Rire jaune

singe

Forcément, en enchaînant Beyrouth et le montage de Manigances, il ne me reste pas grand temps pour écrire sur le blog. Mais tout se passe à merveille côté Manigances.

Pourtant, pendant ce temps, il y a eu le Brésil, par exemple, cette élection qui s’ajoute à d’autres et qui nous laisse malheureusement présager les suivantes. On attaque les insoumis ici, des mecs d’extrême droite lancent des appels à la rébellion.
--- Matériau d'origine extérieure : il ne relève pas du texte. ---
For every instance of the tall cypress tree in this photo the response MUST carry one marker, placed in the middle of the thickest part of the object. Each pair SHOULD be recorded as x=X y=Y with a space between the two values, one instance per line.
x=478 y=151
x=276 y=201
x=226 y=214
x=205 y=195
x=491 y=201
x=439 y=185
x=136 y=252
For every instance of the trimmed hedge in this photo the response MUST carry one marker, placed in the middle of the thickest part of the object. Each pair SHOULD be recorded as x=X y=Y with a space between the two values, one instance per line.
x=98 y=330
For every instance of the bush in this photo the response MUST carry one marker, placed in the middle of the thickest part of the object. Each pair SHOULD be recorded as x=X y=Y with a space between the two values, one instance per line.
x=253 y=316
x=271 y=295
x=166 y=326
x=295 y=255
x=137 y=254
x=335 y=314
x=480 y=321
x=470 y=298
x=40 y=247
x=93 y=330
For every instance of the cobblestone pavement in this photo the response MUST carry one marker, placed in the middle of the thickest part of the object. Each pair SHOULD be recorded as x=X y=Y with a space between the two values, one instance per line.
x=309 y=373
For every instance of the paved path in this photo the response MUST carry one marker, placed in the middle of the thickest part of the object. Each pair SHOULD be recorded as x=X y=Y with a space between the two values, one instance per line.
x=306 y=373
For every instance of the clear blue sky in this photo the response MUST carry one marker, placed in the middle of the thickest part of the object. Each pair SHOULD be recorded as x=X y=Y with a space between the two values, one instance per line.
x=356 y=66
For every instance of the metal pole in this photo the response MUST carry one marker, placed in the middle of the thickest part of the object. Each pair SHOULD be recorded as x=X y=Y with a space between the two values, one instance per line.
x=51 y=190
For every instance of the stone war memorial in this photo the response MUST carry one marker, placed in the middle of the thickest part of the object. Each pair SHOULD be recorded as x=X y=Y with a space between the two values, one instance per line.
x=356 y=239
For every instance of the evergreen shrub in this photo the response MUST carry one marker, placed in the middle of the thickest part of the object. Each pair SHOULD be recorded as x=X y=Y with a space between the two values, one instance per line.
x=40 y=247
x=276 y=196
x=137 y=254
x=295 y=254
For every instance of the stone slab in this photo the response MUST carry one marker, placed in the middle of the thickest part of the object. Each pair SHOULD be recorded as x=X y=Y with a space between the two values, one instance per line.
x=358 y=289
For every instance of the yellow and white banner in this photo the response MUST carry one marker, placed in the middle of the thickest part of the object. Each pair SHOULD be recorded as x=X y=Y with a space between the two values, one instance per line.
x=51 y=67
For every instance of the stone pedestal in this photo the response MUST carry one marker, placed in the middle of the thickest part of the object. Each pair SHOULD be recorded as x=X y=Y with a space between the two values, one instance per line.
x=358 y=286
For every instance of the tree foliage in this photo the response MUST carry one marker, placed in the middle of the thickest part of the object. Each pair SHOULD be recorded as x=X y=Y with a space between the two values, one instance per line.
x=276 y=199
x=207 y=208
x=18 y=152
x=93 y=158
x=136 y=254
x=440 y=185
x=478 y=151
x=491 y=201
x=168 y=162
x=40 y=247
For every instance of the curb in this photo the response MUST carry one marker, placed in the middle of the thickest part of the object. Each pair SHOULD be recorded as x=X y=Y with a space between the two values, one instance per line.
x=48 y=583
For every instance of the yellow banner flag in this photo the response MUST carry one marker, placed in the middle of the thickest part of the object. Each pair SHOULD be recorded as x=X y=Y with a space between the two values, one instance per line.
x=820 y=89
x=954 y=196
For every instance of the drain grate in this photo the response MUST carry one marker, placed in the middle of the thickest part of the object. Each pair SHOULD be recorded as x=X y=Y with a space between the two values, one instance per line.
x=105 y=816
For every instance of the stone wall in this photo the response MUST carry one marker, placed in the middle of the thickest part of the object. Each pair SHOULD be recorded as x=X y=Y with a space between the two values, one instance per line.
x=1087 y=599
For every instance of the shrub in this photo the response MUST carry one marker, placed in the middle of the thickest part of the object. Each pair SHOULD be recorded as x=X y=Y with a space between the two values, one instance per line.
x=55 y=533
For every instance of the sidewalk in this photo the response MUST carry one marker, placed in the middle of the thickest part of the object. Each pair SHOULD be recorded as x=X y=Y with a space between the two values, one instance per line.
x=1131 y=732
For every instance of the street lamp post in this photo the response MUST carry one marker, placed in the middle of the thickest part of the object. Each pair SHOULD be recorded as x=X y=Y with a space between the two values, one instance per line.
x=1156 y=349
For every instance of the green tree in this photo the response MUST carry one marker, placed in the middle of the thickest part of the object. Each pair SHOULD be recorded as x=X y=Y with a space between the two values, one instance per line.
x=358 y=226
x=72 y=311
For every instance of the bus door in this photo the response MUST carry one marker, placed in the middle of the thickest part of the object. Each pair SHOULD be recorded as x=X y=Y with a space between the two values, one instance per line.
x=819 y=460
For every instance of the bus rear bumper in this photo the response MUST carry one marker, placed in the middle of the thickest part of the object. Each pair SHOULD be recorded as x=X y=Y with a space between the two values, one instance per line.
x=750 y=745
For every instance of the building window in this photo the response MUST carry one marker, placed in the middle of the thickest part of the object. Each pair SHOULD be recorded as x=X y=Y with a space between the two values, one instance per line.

Bref, pendant que je me distrais à tenter de faire rire en image, le monde continue sa chute vers la connerie généralisée au service du libéralisme (les bourses ne s’inquiètent jamais de l’arrivée au pouvoir de fachos, ni les riches).

Allez, demain c’est férié. Mais moi, je bosse à essayer de vous faire rigoler. C’est l’ultime possibilité de subversion, on dirait.

13 réflexions sur « Rire jaune »

  1. Tu ne crois pas si bien dire Bernard…. En 79 paraissait: « le communisme est-il soluble dans l’alcool » de Philippe Meyer qui rassemblait nombre de blagues circulant dans les pays sous tutelle communiste stalinienne, présenté comme la seule façon possible de protester pour les dissidents… Peut-être qu’aujoure’hui , il suffirait de remplacer communisme par « la dictature » ou autre dénominations similaires ?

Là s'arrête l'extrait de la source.